The system works fine for basic interviews but I want to add LangGraph to make the conversations flow better and handle complex decision trees. I’ve tried using CrewAI before but found it hard to set up properly.

I need help with:

  • Adding LangGraph to my existing code without breaking what already works
  • Making the AI agent smarter about choosing follow-up questions
  • Better ways to organize the conversation flow

Has anyone successfully integrated LangGraph with interview automation systems? What approach worked best for you?

I just dealt with this exact problem! The trick is using LangGraph as a conversation orchestrator, not replacing your interview logic entirely. I built a simple state machine where each node handles a different interview phase. My OpenAI integration stayed the same - I just wrapped it inside LangGraph nodes. Now the framework decides what question comes next while my existing code does the actual work.
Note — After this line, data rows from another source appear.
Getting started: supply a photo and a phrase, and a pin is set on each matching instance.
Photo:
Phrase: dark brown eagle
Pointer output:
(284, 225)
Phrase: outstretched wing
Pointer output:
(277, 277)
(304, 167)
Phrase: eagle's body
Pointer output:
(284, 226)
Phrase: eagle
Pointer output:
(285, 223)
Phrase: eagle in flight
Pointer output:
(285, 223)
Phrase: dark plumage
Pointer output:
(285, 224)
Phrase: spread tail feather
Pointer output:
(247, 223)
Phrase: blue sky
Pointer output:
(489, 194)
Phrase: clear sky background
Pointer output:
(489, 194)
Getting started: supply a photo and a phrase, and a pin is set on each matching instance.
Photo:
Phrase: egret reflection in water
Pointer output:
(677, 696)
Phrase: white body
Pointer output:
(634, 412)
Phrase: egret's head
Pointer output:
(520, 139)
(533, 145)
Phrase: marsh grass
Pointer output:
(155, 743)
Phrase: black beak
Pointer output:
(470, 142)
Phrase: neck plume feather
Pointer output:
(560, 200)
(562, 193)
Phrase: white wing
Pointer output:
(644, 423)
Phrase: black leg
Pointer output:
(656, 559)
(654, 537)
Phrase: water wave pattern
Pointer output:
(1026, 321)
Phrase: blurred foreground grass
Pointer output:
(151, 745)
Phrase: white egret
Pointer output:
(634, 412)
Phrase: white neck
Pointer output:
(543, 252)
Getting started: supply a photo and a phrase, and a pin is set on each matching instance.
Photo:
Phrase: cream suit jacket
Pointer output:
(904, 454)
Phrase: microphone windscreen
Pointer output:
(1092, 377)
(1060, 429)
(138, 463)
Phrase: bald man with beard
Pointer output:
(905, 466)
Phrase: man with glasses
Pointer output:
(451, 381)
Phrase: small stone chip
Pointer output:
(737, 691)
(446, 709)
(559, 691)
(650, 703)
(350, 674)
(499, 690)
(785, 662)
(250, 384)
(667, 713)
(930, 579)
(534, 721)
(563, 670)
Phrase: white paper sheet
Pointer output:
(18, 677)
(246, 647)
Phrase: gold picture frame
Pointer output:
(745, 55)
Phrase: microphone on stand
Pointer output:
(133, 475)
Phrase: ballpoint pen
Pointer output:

The conditional edges are where it gets interesting. They route conversations based on how candidates respond. Weak technical answer? Graph jumps to deeper technical questions. Strong performance? Moves to leadership scenarios. Each node gets the full conversation history and candidate profile, then generates targeted questions from that context. You can test this piece by piece - start with two or three connected nodes for basic routing, then build from there. Your logging and UI code doesn’t need to change at all.

I’ve been using LangGraph in production for interview systems, so here’s what I’ve learned. Don’t rebuild everything from scratch - start with gradual integration instead. Keep your existing logging and user interaction functions, but create a separate LangGraph workflow for conversation logic. Build a state graph that tracks interview progress, candidate responses, and picks the next questions based on context. What really helped me was defining clear states for different phases - intro, technical questions, behavioral assessment, and wrap-up. Each state handles its own logic for generating follow-ups based on previous responses. The biggest win? LangGraph maintains conversation context across multiple turns. Instead of treating each question independently, you can build on previous answers for more targeted follow-ups. Made our interviews feel way more natural and adaptive. Start by wrapping your existing OpenAI calls in LangGraph nodes, then gradually add more sophisticated routing logic. You won’t break what’s working while adding the advanced features you want.